Con le tracce del passato
Tutto bene o quasi. Non fosse per l’improprio utilizzo che si sta facendo del deprimente ex edificio psichiatrico. Se la vita non ha accarezzato il destino di 25 ragazzi e giovani finiti in una struttura d’accoglienza pubblica come quella della Casa “Ruža Petrović”, per essere stati abbandonati o trascurati dalle rispettive famiglie oppure orfani, non serve aggiungere ulteriori oneri e sistemarli in una casa dall’immagine esterna opprimente che tuttora filtra luce dalle stanghe di ferro ormai ruggini e dai vetri infranti. Inutile dipingere di rosa e imbottire di poster giovanili il piccolo mondo interno, quando l’imballaggio fa pena ad ogni angolo mangiato dai rovi e dall’edera.

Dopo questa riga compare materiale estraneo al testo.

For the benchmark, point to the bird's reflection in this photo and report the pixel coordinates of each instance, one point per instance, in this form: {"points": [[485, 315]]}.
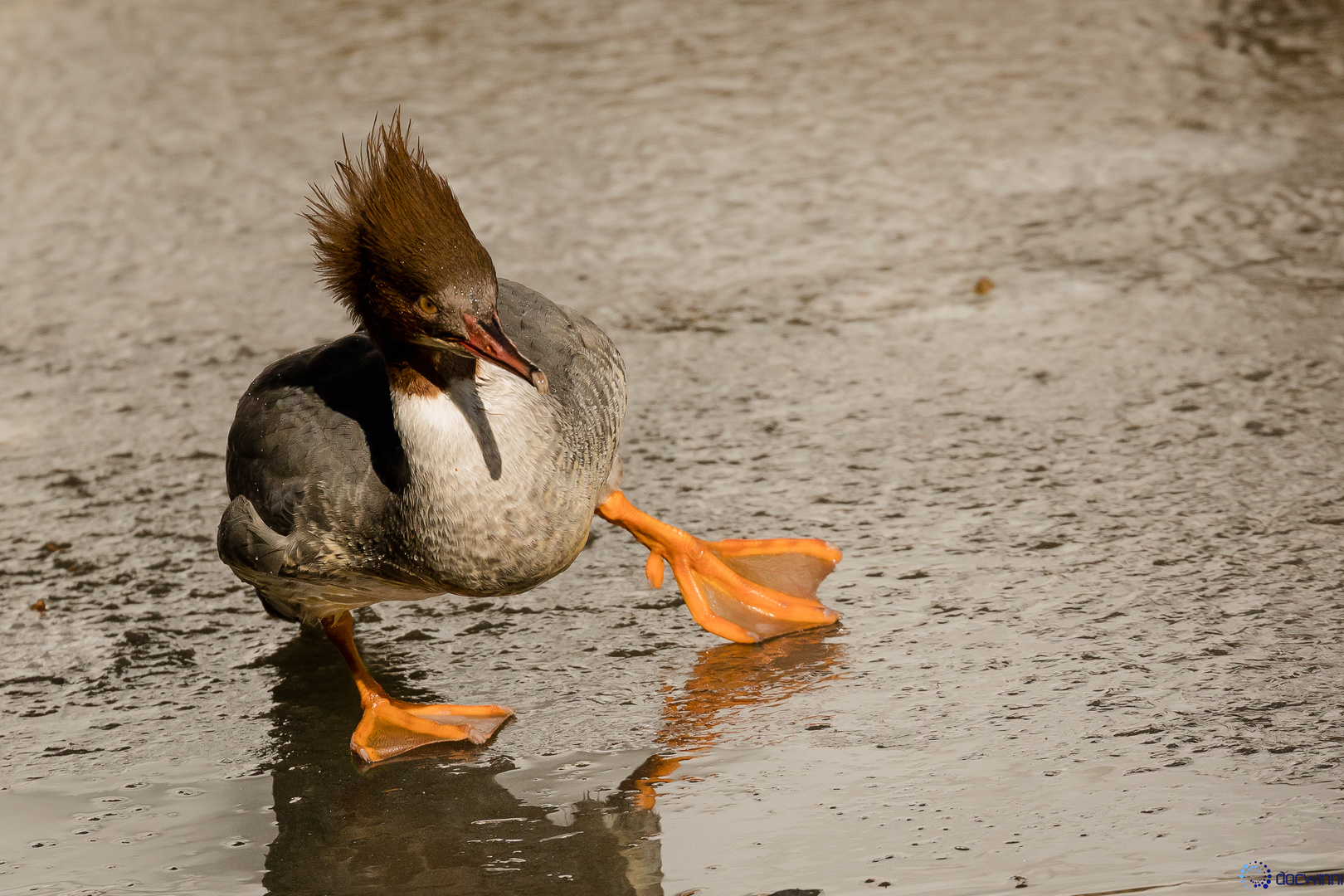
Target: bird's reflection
{"points": [[437, 821]]}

L’intonaco cade a pezzi e mostra il vecchio scheletro di mattoni; l’ingresso esibisce ancora le vecchie glorie dell’Otava division, quelle pallide tracce della storica scritta “SEZIONE PSICHIATRIA”; dei graffiti sono attecchiti su una parte dell’alto muro di recinzione mezzo diroccato, il cortile interno è una giungla di alberi dalle enormi ramificazioni seminude; sotto le gradinate dell’ingresso ecco una pavimentazione rotta, delle pareti sudice con davanti qualche sedia e un portacenere pieno di mozziconi; sopra alle finestre delle antenne tv e le unità esterne dell’aria condizionata per sopravvivere d’estate.

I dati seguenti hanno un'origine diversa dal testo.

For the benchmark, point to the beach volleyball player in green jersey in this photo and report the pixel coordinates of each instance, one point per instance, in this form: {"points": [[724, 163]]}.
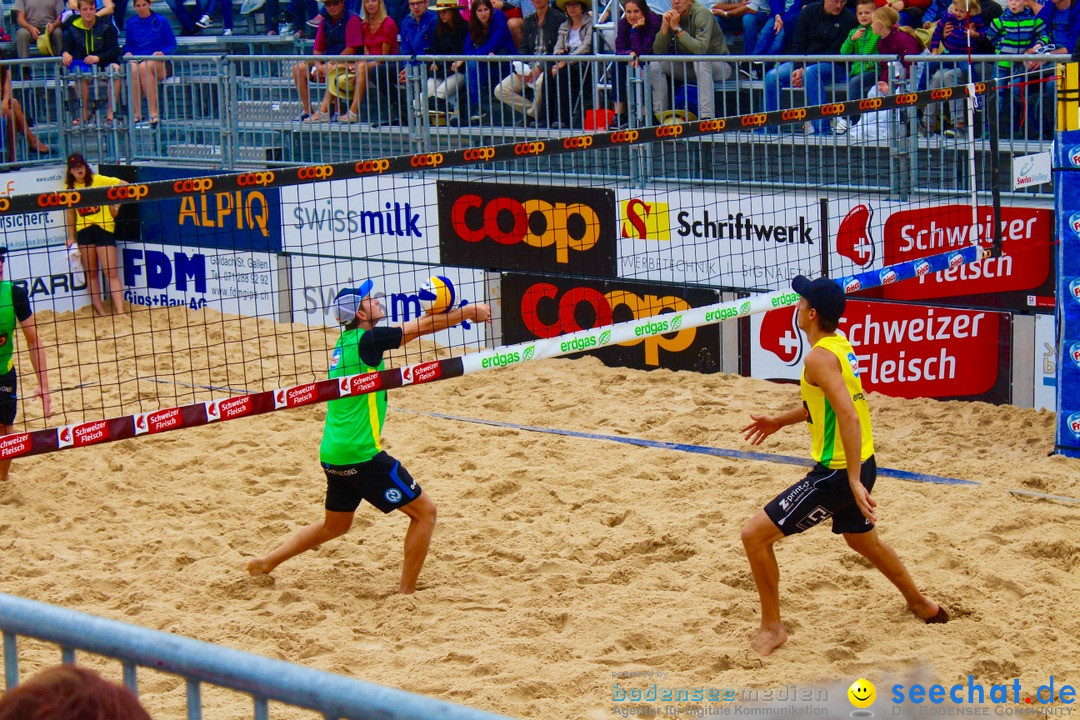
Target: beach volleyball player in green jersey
{"points": [[835, 410], [351, 453], [15, 311]]}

Tempo fa c’erano state delle lamentele causa la necessità di razionare l’acqua calda, mentre la direzione aveva minimizzato il problema pur ammettendo dei problemi con l’installazione e gli scaldabagno ereditati – incredibile ma vero – ancora dal vecchio Ospedale decenni or sono. I responsabili asseriscono che la sistemazione per i ragazzi è comunque decente, nonostante l’ombrosa reputazione del luogo e l’oscenità esterna. Al momento dell’inizio dei lavori di recupero della Villa che ospita la Casa “Ruža Petrović”, in via Budicin, dal 1954 a questa parte, l’edificio psichiatrico era stato offerto dall’Ospedale di Pola e dalla Regione istriana quale unica, possibile residenza temporanea. O così o gli assistiti dell’istituzione sarebbero stati sparpagliati in altri istituti analoghi del Paese.

Ritorno a casa a maggio
Quale la prospettiva? Il progetto di ricostruzione con un investimento europeo pari a 1,7 milioni di euro, iniziato ancora nel 2019, dovrebbe arrivare alla sua conclusione all’inizio del prossimo mese di maggio, ammesso che non ci siano imprevisti scaturiti durante i lavori edili. E finalmente anche nella vita di questi ragazzi tornerà un po’ di decoro, tanto più che la progettazione in atto contempla pure il rinnovo e l’arredo di alloggi e spazi d’abitazione esterna all’istituto, tali da conferire margini di autonomia, formazione e crescita più indipendente agli adolescenti in età più matura. Da fare gli scongiuri affinché tutto si compia quanto prima.
Quanto alla nostra Otava division, resti abbandonata per sempre, un monumento, muto testimone di cupe e disgraziate vicissitudini, fardello buio ancora iscritto nella memoria cittadina polesana.